The study was published in the Canadian Journal of Cardiology and led by Paul Poirier, MD, PhD, of Laval University in Quebec, Canada. Poirier and his team of researchers set out to discover whether adding yoga to aerobic exercise would reduce cardiovascular risk more than stretching.

“We sought to apply a rigorous scientific approach to identify cardiovascular risk factors for which yoga is beneficial for at-risk patients and ways it could be applied in a healthcare setting such as a primary prevention program,” said Poirier in a statement.

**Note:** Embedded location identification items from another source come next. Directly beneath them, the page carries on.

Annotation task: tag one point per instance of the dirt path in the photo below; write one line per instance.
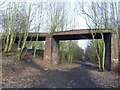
(30, 75)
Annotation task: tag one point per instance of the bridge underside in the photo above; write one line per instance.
(51, 51)
(68, 37)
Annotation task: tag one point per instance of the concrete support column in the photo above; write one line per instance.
(111, 55)
(51, 51)
(47, 51)
(107, 38)
(55, 52)
(114, 52)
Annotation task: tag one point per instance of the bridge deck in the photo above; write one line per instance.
(70, 35)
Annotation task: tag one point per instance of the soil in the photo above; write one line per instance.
(38, 73)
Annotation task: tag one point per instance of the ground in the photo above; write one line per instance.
(37, 73)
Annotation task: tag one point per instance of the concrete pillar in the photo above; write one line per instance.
(47, 51)
(111, 55)
(107, 38)
(51, 51)
(114, 52)
(55, 52)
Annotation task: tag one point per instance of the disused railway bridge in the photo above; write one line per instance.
(51, 51)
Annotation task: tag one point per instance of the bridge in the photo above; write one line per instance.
(51, 51)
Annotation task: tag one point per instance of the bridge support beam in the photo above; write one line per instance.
(51, 51)
(111, 55)
(114, 52)
(107, 38)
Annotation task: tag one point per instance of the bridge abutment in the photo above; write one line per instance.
(114, 52)
(111, 54)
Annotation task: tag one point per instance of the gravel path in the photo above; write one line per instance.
(29, 75)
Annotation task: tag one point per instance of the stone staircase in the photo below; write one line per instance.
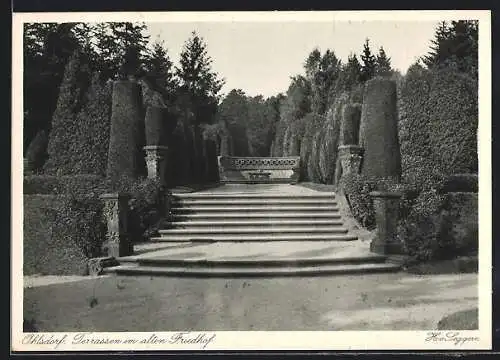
(255, 217)
(246, 233)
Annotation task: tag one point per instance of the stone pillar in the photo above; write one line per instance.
(117, 241)
(350, 158)
(378, 133)
(156, 158)
(386, 206)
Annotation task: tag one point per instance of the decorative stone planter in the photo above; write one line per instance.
(117, 241)
(156, 158)
(386, 206)
(350, 158)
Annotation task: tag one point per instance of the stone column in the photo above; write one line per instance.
(350, 158)
(156, 158)
(386, 206)
(117, 241)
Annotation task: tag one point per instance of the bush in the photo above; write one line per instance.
(148, 204)
(155, 121)
(90, 148)
(60, 234)
(357, 188)
(378, 132)
(313, 123)
(125, 156)
(461, 183)
(349, 129)
(327, 159)
(36, 153)
(454, 119)
(438, 121)
(65, 128)
(423, 231)
(76, 185)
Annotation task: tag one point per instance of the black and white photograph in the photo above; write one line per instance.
(251, 180)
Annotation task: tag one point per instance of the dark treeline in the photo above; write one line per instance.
(67, 66)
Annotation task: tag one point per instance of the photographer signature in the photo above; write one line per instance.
(450, 336)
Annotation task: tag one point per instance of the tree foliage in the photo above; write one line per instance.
(383, 64)
(455, 44)
(369, 64)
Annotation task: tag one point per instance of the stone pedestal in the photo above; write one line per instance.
(156, 158)
(117, 241)
(350, 158)
(386, 206)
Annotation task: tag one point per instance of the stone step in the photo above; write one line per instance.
(252, 262)
(335, 229)
(254, 208)
(268, 216)
(254, 201)
(261, 223)
(253, 196)
(307, 270)
(264, 236)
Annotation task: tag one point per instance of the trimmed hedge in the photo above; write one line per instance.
(378, 133)
(349, 129)
(65, 129)
(328, 161)
(148, 205)
(36, 153)
(155, 126)
(461, 183)
(60, 234)
(78, 185)
(125, 154)
(313, 123)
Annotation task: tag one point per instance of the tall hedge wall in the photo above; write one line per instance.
(438, 121)
(125, 154)
(378, 133)
(60, 234)
(65, 128)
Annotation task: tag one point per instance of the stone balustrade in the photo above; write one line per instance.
(259, 169)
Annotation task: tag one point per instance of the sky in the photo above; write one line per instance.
(260, 57)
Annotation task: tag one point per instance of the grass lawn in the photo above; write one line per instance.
(360, 302)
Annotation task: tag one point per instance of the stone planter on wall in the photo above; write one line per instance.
(350, 158)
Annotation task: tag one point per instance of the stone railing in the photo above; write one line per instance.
(259, 169)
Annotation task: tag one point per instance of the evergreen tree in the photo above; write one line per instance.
(159, 68)
(121, 48)
(455, 45)
(199, 84)
(440, 45)
(65, 127)
(322, 72)
(47, 48)
(350, 75)
(369, 62)
(383, 64)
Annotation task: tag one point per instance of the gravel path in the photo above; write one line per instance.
(363, 302)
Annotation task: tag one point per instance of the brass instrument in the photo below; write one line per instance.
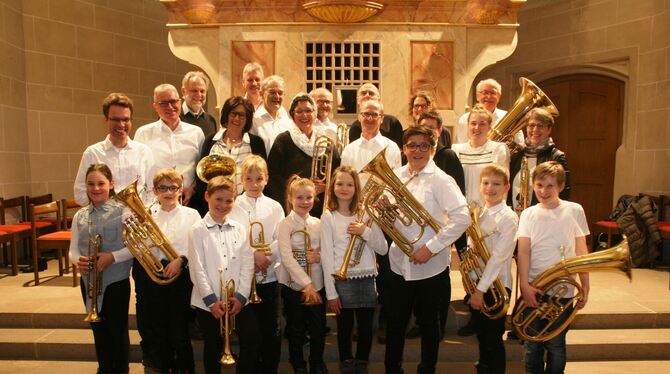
(322, 163)
(531, 97)
(226, 293)
(259, 244)
(141, 234)
(342, 136)
(94, 279)
(356, 245)
(555, 281)
(524, 190)
(406, 209)
(473, 262)
(214, 165)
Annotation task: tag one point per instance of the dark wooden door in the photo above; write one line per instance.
(589, 131)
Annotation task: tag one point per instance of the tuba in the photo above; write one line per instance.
(141, 234)
(214, 165)
(322, 163)
(227, 293)
(531, 97)
(259, 244)
(556, 280)
(473, 262)
(406, 209)
(94, 279)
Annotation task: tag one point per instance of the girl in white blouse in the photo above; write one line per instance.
(302, 291)
(355, 297)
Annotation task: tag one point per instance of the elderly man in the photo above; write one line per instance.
(489, 92)
(271, 119)
(173, 142)
(128, 160)
(194, 88)
(390, 127)
(252, 76)
(324, 108)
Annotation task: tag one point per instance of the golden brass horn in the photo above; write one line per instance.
(555, 281)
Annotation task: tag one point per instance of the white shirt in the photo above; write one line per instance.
(269, 213)
(498, 225)
(134, 161)
(179, 149)
(290, 269)
(268, 128)
(497, 115)
(548, 230)
(175, 225)
(474, 159)
(439, 194)
(361, 151)
(213, 247)
(334, 242)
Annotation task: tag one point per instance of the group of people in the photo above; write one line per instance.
(214, 226)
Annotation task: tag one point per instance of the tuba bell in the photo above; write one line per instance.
(473, 263)
(531, 97)
(141, 234)
(555, 281)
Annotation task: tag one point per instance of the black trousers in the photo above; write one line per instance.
(299, 318)
(248, 335)
(162, 321)
(266, 314)
(112, 343)
(425, 297)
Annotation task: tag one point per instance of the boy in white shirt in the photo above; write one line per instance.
(548, 232)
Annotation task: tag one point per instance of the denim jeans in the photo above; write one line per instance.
(555, 348)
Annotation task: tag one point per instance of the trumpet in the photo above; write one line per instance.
(227, 293)
(322, 163)
(94, 279)
(259, 244)
(356, 245)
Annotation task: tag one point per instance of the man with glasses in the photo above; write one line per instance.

Investigators recruited 60 individuals with diagnosed high blood pressure and metabolic syndrome and divided them into two groups. Over the course of three months, participants added 15 minutes of either stretching or yoga to 30 minutes of aerobic exercise.

After the three-month trial, researchers found both groups had a decrease in resting systolic, diastolic blood pressure, and heart rate. However, results showed those who practiced yoga reduced their systolic blood pressure by 10 millimeters of mercury (mmHg), whereas those who stretched had a reduction of only four mmHg.

According to the study’s authors, these findings indicate that structured yoga practices may be more effective in reducing cardiovascular risk than stretching alone.

"This study provides evidence for an additional non-pharmacologic therapy option for cardiovascular risk reduction and blood pressure control in patients with high blood pressure, in the setting of a primary prevention exercise program," said Poirier.